Rock Review: Phish — A Yin-and-Yang Scenario at Fenway Park

By Paul Robicheau

Saturday’s performance made up for a rain delay with the longest single set since the band’s millennium-greeting Everglades marathon.

Page McConnell and Trey Anastasio at Fenway Park. Photo: Paul Robicheau.

Each show tends to be completely different when you’re an improvisational rock band, especially one with the stylistic breadth of Phish, which ranges from goofy standard rockers to extended, abstract jams. Add a drenching thunderstorm like the one that delayed Saturday’s second of two nights for Phish at Fenway Park and you have a yin-and-yang scenario that only makes it more confusing to discern the headspace that drives both the band and its fervent following.

Unlike most classic-rock outfits (including Dead and Company), the Vermont-bred quartet has dipped into a well of new material this summer, including albums by side project Ghosts of the Forest and joke band Kasvot Växt.
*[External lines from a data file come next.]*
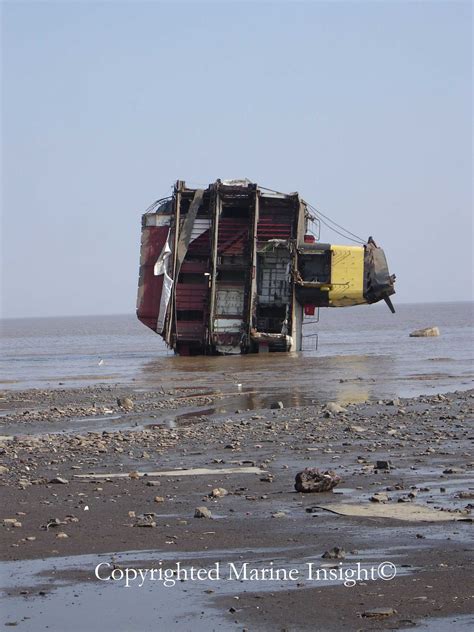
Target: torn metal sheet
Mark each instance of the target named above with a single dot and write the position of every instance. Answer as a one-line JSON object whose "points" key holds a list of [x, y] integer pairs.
{"points": [[197, 471], [409, 512], [159, 269]]}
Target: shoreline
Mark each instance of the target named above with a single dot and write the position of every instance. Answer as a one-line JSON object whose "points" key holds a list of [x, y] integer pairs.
{"points": [[115, 488]]}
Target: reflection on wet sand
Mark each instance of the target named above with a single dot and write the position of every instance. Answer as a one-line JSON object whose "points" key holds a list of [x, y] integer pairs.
{"points": [[256, 381]]}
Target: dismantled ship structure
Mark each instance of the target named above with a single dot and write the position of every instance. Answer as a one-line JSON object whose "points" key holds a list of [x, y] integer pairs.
{"points": [[232, 268]]}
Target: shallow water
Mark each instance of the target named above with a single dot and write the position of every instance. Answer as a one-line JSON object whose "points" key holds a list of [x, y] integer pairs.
{"points": [[186, 605], [363, 352]]}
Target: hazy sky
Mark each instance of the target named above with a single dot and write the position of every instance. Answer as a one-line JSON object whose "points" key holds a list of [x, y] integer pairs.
{"points": [[362, 107]]}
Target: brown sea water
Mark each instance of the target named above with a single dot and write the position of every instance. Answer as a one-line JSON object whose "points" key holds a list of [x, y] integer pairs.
{"points": [[358, 353]]}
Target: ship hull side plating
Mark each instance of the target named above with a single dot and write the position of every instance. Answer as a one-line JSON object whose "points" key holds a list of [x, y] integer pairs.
{"points": [[228, 269]]}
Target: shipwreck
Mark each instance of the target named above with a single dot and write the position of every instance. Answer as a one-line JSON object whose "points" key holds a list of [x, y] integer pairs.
{"points": [[235, 268]]}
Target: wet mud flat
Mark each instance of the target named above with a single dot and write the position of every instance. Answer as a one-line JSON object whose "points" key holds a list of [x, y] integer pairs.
{"points": [[114, 476]]}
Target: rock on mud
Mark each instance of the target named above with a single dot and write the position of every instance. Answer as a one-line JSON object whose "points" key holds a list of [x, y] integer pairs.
{"points": [[312, 480], [202, 512], [427, 332], [334, 407], [336, 553], [125, 402]]}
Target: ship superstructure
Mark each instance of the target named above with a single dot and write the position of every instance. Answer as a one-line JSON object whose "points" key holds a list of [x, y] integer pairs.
{"points": [[233, 268]]}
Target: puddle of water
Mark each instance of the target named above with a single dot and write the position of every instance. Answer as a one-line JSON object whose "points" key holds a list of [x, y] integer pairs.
{"points": [[462, 622], [80, 605]]}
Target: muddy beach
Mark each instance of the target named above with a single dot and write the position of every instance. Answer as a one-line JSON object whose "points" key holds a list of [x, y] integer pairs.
{"points": [[117, 476]]}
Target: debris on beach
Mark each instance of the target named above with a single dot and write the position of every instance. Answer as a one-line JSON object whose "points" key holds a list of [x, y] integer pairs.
{"points": [[379, 613], [312, 480], [125, 402], [334, 407], [336, 553], [427, 332], [202, 512]]}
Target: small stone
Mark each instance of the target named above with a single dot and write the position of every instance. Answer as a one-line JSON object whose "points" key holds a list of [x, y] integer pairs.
{"points": [[202, 512], [218, 492], [336, 553], [312, 480], [334, 407], [453, 470], [380, 497], [277, 406], [125, 402], [427, 332]]}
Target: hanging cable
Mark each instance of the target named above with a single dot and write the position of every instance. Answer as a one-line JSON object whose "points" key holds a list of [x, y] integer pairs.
{"points": [[348, 232], [345, 234]]}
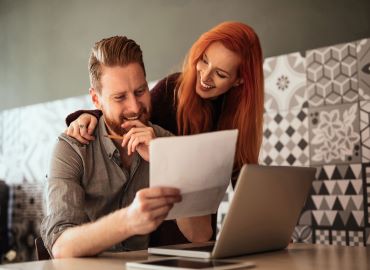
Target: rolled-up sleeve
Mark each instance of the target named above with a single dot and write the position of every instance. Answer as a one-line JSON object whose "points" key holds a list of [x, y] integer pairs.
{"points": [[65, 196]]}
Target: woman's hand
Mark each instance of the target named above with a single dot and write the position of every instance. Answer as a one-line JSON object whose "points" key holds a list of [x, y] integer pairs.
{"points": [[138, 138], [82, 128]]}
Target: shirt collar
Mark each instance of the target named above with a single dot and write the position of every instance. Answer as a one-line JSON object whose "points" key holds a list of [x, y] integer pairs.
{"points": [[107, 142]]}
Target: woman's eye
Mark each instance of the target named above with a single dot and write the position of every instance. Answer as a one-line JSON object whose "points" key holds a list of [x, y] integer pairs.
{"points": [[139, 93]]}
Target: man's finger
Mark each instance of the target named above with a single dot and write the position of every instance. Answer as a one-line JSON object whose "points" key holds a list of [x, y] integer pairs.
{"points": [[155, 192], [84, 133], [163, 201]]}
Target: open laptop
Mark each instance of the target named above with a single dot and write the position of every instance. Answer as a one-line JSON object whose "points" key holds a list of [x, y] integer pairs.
{"points": [[262, 215]]}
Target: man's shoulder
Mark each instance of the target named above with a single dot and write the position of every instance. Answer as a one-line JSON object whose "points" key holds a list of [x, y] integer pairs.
{"points": [[70, 140], [159, 131], [66, 144]]}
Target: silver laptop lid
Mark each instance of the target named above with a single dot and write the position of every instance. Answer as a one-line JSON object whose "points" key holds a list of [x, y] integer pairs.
{"points": [[264, 210]]}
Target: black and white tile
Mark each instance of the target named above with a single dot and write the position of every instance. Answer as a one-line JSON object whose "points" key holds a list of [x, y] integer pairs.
{"points": [[285, 138], [285, 82], [363, 56], [332, 75], [335, 134]]}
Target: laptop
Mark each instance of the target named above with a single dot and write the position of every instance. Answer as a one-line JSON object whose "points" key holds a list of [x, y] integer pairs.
{"points": [[262, 215]]}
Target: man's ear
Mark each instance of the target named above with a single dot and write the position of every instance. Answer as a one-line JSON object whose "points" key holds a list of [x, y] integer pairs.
{"points": [[95, 97], [238, 82]]}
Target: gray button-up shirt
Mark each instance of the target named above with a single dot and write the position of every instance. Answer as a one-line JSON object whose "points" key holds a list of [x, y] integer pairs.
{"points": [[86, 182]]}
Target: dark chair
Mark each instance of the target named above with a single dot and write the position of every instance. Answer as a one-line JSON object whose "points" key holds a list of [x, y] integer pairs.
{"points": [[41, 251]]}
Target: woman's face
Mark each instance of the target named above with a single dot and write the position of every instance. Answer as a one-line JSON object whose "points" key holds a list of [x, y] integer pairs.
{"points": [[217, 71]]}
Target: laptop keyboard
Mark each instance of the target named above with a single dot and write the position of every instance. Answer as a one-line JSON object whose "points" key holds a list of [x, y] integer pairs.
{"points": [[202, 248]]}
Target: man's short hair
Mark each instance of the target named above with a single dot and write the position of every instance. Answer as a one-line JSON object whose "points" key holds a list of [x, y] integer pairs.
{"points": [[111, 52]]}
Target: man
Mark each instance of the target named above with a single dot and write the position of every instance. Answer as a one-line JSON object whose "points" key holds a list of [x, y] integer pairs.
{"points": [[98, 196]]}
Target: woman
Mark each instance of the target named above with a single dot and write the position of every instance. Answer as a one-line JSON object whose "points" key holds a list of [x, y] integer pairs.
{"points": [[220, 87]]}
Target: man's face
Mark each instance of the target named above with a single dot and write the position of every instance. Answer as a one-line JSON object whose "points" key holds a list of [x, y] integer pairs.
{"points": [[124, 96]]}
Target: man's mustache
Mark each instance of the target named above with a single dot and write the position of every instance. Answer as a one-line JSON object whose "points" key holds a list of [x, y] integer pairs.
{"points": [[128, 117]]}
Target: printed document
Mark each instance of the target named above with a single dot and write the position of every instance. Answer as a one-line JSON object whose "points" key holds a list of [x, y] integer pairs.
{"points": [[199, 165]]}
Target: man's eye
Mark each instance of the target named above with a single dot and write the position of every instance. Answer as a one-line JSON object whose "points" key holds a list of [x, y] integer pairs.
{"points": [[140, 92]]}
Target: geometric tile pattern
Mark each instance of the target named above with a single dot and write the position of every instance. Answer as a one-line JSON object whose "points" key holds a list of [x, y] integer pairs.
{"points": [[366, 177], [363, 55], [338, 202], [285, 138], [285, 82], [322, 237], [332, 75], [335, 134], [365, 130]]}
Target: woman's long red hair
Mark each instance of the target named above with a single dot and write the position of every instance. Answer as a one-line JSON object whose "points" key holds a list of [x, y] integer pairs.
{"points": [[243, 107]]}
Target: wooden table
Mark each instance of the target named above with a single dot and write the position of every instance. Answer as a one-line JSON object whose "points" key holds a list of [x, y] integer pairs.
{"points": [[296, 256]]}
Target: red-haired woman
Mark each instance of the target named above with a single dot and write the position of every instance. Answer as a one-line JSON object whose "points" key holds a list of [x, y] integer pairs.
{"points": [[220, 87]]}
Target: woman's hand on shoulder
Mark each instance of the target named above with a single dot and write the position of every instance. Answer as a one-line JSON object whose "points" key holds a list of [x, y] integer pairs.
{"points": [[82, 128]]}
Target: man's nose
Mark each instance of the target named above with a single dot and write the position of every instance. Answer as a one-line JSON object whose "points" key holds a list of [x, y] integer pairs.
{"points": [[134, 105]]}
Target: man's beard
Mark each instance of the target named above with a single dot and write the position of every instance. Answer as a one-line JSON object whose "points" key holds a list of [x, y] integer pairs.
{"points": [[115, 126]]}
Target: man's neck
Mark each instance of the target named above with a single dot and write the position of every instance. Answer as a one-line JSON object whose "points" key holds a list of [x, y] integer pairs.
{"points": [[126, 159]]}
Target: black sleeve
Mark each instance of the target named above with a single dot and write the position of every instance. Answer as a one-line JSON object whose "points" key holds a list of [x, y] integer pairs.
{"points": [[73, 116], [163, 103]]}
That fictional Scandinavian group, which Phish posed as last Halloween, suggests a jam-rock Spinal Tap. On Friday, “Say it To Me S.A.N.T.O.S” annoyed with its silly refrains of “This is what space smells like” and “Heigh ho! Heigh ho! Heigh ho!” Yet fans at Phish’s first Fenway show since the group returned from a five-year breakup in 2009 danced and shouted along, much as they continued with anthemic set-closer “Character Zero.”

Yes, Friday’s show came as close as Phish does to good-time stadium rock, easing into the fading sunlight with “Free” and the funky new strut “Blaze On,” where singer/guitarist Trey Anastasio sang “We’ll be dancing in the fields.” It was a scene far different from Connecticut’s Mohegan Sun Arena, where the group will play indoors this week to an exclusive crowd that’s one third the size. Action picked up in the second set with the cyclical groove of “Sand,” a bashing/lurching “Axilla” (pushed by Page McConnell’s organ) and the rising new suite “Mercury,” where drummer Jon Fishman dipped into a synth-marimba break. Phish also nailed the proggy “Fuego,” spouting absurdist lyrics about Viking warriors, Vlad the Impaler, and angels blowing horns. Granted, the band played well, even sounding surer than usual with multi-part harmonies. And the sound was excellent, aided by speaker towers spaced in a ring around the ball field. But Friday proved a light night tilted to standard frivolity, shortchanging the potential of Phish’s palette.

Phish at Fenway Park. Photo: Paul Robicheau.

Anticipation built for a flip-side burner on Saturday, even before thunderstorms flashed lighting and drenching rain that prompted a late opening of the park and the band to take the stage two hours after showtime. But it literally set up a day-and-night difference. Phish dispensed with its usual two-set format, emerging in shower-tempered darkness to bite into the nasty riff of “Carini” and kick off a 160-minute show that skipped intermission and blew 40 minutes past curfew.

The group displayed no immediate urgency, though slow funk vehicle “Wolfman’s Brother” surprisingly deconstructed into a soaring, guitar-spiked jam. And Phish continued to methodically work through its longest single set since a millennium-greeting Everglades marathon, throwing in elastic compositions as the blossoming “Reba” and rhythmically tricky rarity “Mound,” where Sudbury-bred Mike Gordon rode his meaty bass into the upper registers. “Down With Disease” stretched into a longer minor-key excursion, and the set reached a mighty culmination when a spotlight-whirling vamp on Deodato’s theme from 2001: A Space Odyssey dropped into a menacing “Split Open and Melt,” Anastasio’s dark tone dripping over the shifting time signatures.

Phish’s Mike Gordon at Fenway Park. Photo: Paul Robicheau.

A dynamic mid-set “About to Run” — from the guitarist’s Ghosts of the Forest, inspired by a close friend’s death — also injected serious pathos in Anastasio’s sober ruminations about desperation with Hendrix-ian guitar howls to match. By contrast, the refrain of later Kasvot Växt number “Death Don’t Hurt Very Long” seemed senseless, another in-joke to lighten the load along with the tequila-toasting ditty “Mexican Cousin” and sing-along oldie “Suzy Greenberg.”

Not generally a band given to socio-political commentary, Phish raised an olive branch for unity in the new “Rise/Come Together,” which opened the encore with Anastasio singing “We’re all looking for a little more love, to shine a light and lift us up.” But then “Wilson” — a rowdy number from the guitarist’s college thesis about a fantasy kingdom — came crashing in to cap the long evening, imploring “I must inquire, Wilson, can you still have fun?!” With glowsticks flying in the air instead of raindrops, the crowd heartily answered in the affirmative.


Paul Robicheau served as the contributing editor for music in The Improper Bostonian in addition to writing and photography for The Boston Globe, Rolling Stone and other publications.